A Letter to Rhett Butler
Dearest Rhett,
I miss you. I wish you were here. I have sent all my letters along with Prissy to the post, and I can only hope they are reaching you. It would help a great deal if you would tell me where to send them to. It would help even more greatly if you would answer them. I wish you would come back, and every day I hope that I will see you riding up to Tara, shouting and yelling as you used to. Maybe tomorrow... But nevermind that. As much as I wish you were here, I am sure you wish that you knew what was going on with us all.
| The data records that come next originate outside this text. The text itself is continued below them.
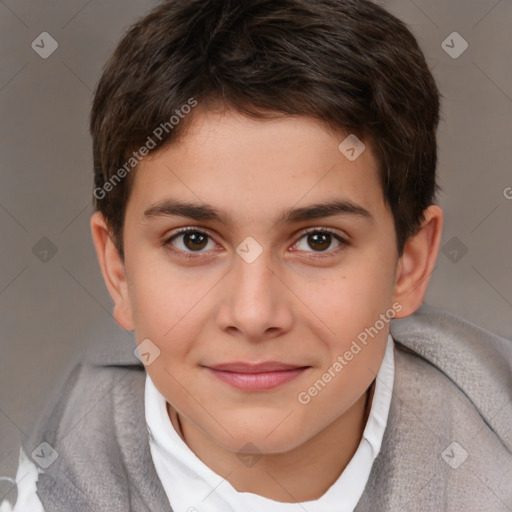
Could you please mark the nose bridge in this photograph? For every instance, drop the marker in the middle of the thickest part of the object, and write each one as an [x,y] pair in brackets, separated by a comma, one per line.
[255,301]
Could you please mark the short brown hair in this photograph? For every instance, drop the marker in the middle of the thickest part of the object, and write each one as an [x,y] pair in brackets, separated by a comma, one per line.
[348,63]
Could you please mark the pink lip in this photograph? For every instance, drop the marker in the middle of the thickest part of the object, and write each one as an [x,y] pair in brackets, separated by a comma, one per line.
[257,380]
[268,366]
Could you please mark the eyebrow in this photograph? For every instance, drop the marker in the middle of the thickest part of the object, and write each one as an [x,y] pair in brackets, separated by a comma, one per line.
[202,212]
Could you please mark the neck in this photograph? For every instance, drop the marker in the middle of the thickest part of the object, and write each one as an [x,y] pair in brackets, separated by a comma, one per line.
[275,476]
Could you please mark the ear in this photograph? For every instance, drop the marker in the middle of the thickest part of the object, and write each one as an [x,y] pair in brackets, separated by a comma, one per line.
[113,270]
[417,262]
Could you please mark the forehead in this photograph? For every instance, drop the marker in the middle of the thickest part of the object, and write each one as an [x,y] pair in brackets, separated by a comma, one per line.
[247,167]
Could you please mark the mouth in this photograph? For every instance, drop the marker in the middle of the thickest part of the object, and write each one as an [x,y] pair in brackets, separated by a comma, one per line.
[256,377]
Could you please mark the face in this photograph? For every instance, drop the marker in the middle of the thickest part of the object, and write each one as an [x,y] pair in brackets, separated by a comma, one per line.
[260,275]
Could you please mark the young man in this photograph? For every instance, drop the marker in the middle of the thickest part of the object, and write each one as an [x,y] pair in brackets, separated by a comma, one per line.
[265,206]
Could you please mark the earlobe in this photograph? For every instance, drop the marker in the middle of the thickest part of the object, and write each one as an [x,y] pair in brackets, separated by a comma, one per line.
[417,262]
[113,271]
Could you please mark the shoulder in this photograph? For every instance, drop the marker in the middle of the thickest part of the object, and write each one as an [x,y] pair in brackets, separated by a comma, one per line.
[460,374]
[84,399]
[82,435]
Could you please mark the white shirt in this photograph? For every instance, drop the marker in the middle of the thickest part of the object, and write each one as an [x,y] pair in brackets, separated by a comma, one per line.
[187,480]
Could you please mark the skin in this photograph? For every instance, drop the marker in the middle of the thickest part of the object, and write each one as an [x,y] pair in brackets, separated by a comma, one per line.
[295,303]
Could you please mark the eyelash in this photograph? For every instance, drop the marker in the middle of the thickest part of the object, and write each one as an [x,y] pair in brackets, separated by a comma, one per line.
[316,254]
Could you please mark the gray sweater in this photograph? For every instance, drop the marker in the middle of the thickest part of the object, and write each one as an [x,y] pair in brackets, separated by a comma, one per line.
[447,444]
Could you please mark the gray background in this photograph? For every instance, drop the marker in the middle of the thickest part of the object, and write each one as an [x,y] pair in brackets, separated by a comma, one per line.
[52,311]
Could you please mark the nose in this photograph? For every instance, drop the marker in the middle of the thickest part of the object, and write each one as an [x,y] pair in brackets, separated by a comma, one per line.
[256,302]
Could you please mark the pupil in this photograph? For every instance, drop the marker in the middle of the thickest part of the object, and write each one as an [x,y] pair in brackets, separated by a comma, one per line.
[198,240]
[318,241]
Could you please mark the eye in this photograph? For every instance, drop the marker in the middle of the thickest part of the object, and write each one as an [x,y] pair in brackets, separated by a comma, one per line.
[189,240]
[320,240]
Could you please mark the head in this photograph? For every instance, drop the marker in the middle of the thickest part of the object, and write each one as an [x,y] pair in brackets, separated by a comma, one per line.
[235,121]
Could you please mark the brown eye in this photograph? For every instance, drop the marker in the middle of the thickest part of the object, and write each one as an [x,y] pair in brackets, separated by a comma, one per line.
[190,240]
[320,241]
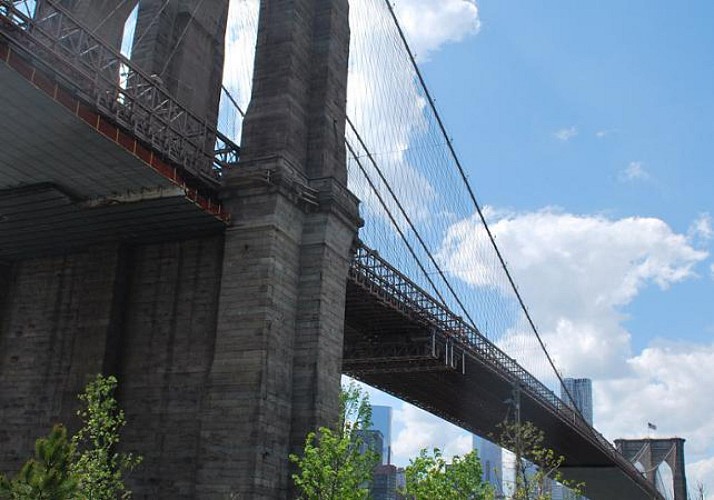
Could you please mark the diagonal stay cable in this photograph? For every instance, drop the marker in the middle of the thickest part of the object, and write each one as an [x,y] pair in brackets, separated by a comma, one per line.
[392,219]
[180,38]
[232,99]
[108,16]
[151,23]
[411,225]
[472,196]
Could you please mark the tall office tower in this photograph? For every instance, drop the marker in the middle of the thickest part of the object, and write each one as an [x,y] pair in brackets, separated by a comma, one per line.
[384,483]
[382,421]
[490,455]
[372,440]
[582,392]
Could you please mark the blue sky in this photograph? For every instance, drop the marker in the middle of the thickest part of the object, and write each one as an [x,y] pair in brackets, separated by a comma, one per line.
[633,80]
[594,122]
[586,131]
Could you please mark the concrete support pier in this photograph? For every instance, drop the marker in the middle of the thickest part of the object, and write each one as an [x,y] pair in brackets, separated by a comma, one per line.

Wade and Ella are both growing big, bigger and louder each day. Or that's what Mammy tells me. They still look at me strangely, but I am trying to convince them to love me as they should. They only loved one of their parents, and that was you. They spend most of their time with Mammy, though Will Benteen is trying to teach Wade about the running of the plantation. Everyday I see them riding about the fields, Will talking to poor Wade. He looked so bored that two days ago I called him in just so he could have some fun. However, I still wish Wade would take more interest in this, because unless Suellen manages to have a son he will inherit Tara. Speaking of Suellen, she has been sick a lot lately, and as much as I loathe her for what she did to father, we need her healthy to keep Tara going. We already are losing help as it is. Mammy is growing old, and just the other day she said to me, "Mah bonez hurtin somethin bad today, Miss Scarlett, and yun Ellen needs ter slow down sum so I kin keep up." I'm surprised she is so old. To think that she nursed my mother, her children, and now my children too! Fiddle-dee-dee! Pork died last winter, as you should know by now. I have mentioned it in half the letters I wrote, so you must have heard by now. You must come here and help, because we only have me, Will, Prissy, and whatever free darkies we can find to care for the fields. And with the way Prissy and the darkies work, you would think it is just me and Will! We desperately need you here, Rhett. Please come home.
Ashley visited the other day, and there had never been a more awkward scene than when he rode up and asked to stay for a while. You should know that I felt nothing towards him and that I sent him away after two days. He looked truly miserable, too. I think Melly's death hit him hard, for he never laughed when he was with us, and he looks at least fifty years old. It is strange how age works. You are forty-six, but you never seemed older than thirty when we were together, excluding that awful time after Bonnie's death. Ashley is only thirty-eight, but he ever since he was young he has always seemed to carry the burden of time of a man twice his age. I think that a person chooses the burden they bear, and until recent events, you, my dear, chose the light one.
But let me not pull you down into my musings, because I know you will laugh at me when you read this. You never did allow me to think like that. I need you here to keep me the way I was, free and pretty and wild. If you were here, we could be free and rich and gloriously extravagant again. We could recreate the Tara of my childhood! You must come back, and we can be together!
I am not one for praying, but I pray that you are getting these letters. I can never trust Prissy to get anything done right around here, including taking your letters into town. Just the other day she dropped them in the mud and came back four hours later and I had to rewrite them. She is the stupidest darky I have ever seen, and a beating would do her such good! I hate these laws! There are so many darkies out there that need a good beating, no matter what the Yankees say! I am sure you are out there laughing at me as always, but you need to come back and scare some sense into the darkies. God knows they need it.
Rhett, please come home to me. I need you here. You must come back. If you return, I will try my hardest to be a perfect wife and to love you forever, though it never seemed like you ever needed such things. But I need you, and I am sure you are out there somewhere, needing me. Please come home.